My philosophical espresso shots explore the co-evolution of humans and technology. How are we using these accelerating technologies to extend our minds? How do we use these tools to tell better stories? How do they transform narratives, how do they transform what it means to be human? I think what people are resonating with is the intensity, passion and wonderment that I am packaging in these videos. As Kierkegaard said – I’m butchering the quote – “don’t talk to me of wealth and power, talk to me about a sense of the possible”. I kind of thrive on that.
“It is all networks.”
How do you remember all those quotes from Kierkegaard, Jung, Freud, etc. Do you have a photographic memory?
I read in pockets. I have these books that I read multiple times and that I revisit, they are kind of poetic and trigger a connection to 50 other sentences. Words resonate. Mathematicians see equations – when I see sentences and words, I see a network of connections. The manic geometry of associational thinking is probably the best description how my brain works. It is all networks. Ideas are networks.
Technology as a second skin.
How much will technology play a role in this?
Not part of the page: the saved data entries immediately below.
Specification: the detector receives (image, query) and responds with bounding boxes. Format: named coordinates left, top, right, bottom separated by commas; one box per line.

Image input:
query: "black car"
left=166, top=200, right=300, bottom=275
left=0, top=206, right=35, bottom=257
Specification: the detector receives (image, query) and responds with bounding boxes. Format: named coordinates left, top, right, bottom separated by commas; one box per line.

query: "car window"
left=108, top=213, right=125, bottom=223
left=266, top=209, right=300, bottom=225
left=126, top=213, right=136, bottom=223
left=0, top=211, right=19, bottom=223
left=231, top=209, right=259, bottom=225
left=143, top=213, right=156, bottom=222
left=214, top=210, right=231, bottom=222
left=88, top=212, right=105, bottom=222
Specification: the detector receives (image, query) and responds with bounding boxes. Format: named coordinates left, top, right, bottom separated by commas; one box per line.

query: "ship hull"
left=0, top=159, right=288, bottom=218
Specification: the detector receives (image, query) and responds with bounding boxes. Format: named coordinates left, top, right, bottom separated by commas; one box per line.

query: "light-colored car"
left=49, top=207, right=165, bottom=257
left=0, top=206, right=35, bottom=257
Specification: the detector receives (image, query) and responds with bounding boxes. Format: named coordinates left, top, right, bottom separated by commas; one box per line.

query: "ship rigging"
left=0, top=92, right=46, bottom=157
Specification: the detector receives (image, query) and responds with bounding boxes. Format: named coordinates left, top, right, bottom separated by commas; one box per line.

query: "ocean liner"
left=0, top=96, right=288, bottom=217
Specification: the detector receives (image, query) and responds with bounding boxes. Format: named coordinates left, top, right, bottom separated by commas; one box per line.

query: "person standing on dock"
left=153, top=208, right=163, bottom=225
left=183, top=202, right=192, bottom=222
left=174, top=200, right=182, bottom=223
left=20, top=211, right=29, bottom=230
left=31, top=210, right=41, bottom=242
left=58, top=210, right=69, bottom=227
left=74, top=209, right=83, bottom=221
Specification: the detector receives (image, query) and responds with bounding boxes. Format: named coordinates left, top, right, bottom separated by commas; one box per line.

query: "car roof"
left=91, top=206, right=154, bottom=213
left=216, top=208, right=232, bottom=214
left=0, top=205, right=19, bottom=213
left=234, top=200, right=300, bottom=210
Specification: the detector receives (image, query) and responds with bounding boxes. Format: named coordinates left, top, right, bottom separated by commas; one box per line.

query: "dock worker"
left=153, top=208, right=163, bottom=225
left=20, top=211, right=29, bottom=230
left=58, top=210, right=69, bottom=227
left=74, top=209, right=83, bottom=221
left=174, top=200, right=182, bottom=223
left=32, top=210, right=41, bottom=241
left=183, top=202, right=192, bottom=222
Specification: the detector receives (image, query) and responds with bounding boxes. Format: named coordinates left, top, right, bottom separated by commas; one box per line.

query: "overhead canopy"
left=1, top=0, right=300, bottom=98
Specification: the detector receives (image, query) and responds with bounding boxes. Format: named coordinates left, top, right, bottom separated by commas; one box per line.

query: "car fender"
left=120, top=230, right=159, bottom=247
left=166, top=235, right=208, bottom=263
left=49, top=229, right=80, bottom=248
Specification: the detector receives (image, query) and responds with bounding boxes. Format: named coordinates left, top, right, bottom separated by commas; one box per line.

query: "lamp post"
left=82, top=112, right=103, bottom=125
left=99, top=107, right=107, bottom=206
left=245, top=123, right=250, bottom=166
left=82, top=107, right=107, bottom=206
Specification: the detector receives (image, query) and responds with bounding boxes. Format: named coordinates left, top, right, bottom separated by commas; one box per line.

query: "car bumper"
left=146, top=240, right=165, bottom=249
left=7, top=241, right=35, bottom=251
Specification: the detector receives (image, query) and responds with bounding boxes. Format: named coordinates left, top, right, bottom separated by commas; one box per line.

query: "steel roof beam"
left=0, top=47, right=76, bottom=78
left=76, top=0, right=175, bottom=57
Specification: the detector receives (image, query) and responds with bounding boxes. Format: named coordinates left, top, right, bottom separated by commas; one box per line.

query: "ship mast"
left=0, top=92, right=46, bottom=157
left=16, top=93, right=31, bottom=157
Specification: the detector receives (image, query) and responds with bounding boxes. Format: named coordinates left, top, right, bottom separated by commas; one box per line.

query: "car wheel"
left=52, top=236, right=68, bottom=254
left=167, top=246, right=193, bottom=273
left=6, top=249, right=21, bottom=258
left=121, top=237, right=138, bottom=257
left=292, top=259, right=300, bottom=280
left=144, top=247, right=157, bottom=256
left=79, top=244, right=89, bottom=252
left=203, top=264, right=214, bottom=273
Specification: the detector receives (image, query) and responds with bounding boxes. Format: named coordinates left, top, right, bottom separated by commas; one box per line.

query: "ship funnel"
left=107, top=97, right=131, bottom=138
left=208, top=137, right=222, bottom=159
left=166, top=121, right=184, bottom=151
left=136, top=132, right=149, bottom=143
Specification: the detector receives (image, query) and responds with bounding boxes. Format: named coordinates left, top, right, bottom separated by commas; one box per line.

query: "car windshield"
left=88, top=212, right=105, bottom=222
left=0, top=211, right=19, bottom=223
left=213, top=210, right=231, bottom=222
It has to! Technology is our second skin. This smartphone for instance is mind – technology is our mind, it is the scaffolding that extends our thoughts. The brain is the most complicated object in the universe, it is also very, very limited. We can’t see the very small, so we create a microscope, we can’t see the very far so we create a telescope. “We create the Hubble space telescope and all of a sudden we create the extension of our retina that floats in space and that allows us to mainline the whole of time through the optic nerve” as my friend Wes Anderson once wrote. The mind can perceive on many, many more wavelengths and dimensions that were ever possible before.
Is that going towards the idea of singularity which you are a big believer in?
Absolutely. Think about how much of our time is actually spent in mind-space. When you lose yourself in front of the computer, you lose all sense of time. It’s just mind working in mind-space. If you lose yourself in social media on your smartphone it’s all mind in mind-space. When you watch a movie or a play you are in the landscape of mind. The boundaryless synesthetic space of our imagination. We have always daydreamed to transcend the here and now. When the smarter-than-human minds will come up with possibilities we can’t even imagine it’s called intelligent explosions. People get freaked out because they think it is some mindless robot. It is actually a mindful robot. It is all mind. Just when we invented languages and the smartphones, it was all us.
“I am very profilic in being productive and efficient.”
Who are your favourite thinkers?
I am big fan of Ray Kurzweil; Erik Davis, he wrote “TechGnosis”; I really like Janet H. Murray, author of “Hamlet on the Holodeck”; Richard Doyle who wrote “Darwin’s Pharmacy”; Kevin Kelly, “What Technology Wants”. These are my references. I love Timothy Leary and Carl Sagan. These are my heroes.
Do you wake up “thinking awe”?
I do awe myself. I wake up, have my coffee, go through my phone to check what I need to do that day. And I am very prolific in being productive and efficient. I doesn’t escape me that no matter how outrageous one’s flights of fancy are, you do need to apply that kind of focussed laser brain to get the stuff done. We still live in a world where we’ve got to get food. All the things will be automated eventually. And we’re moving into a universe of our own construction.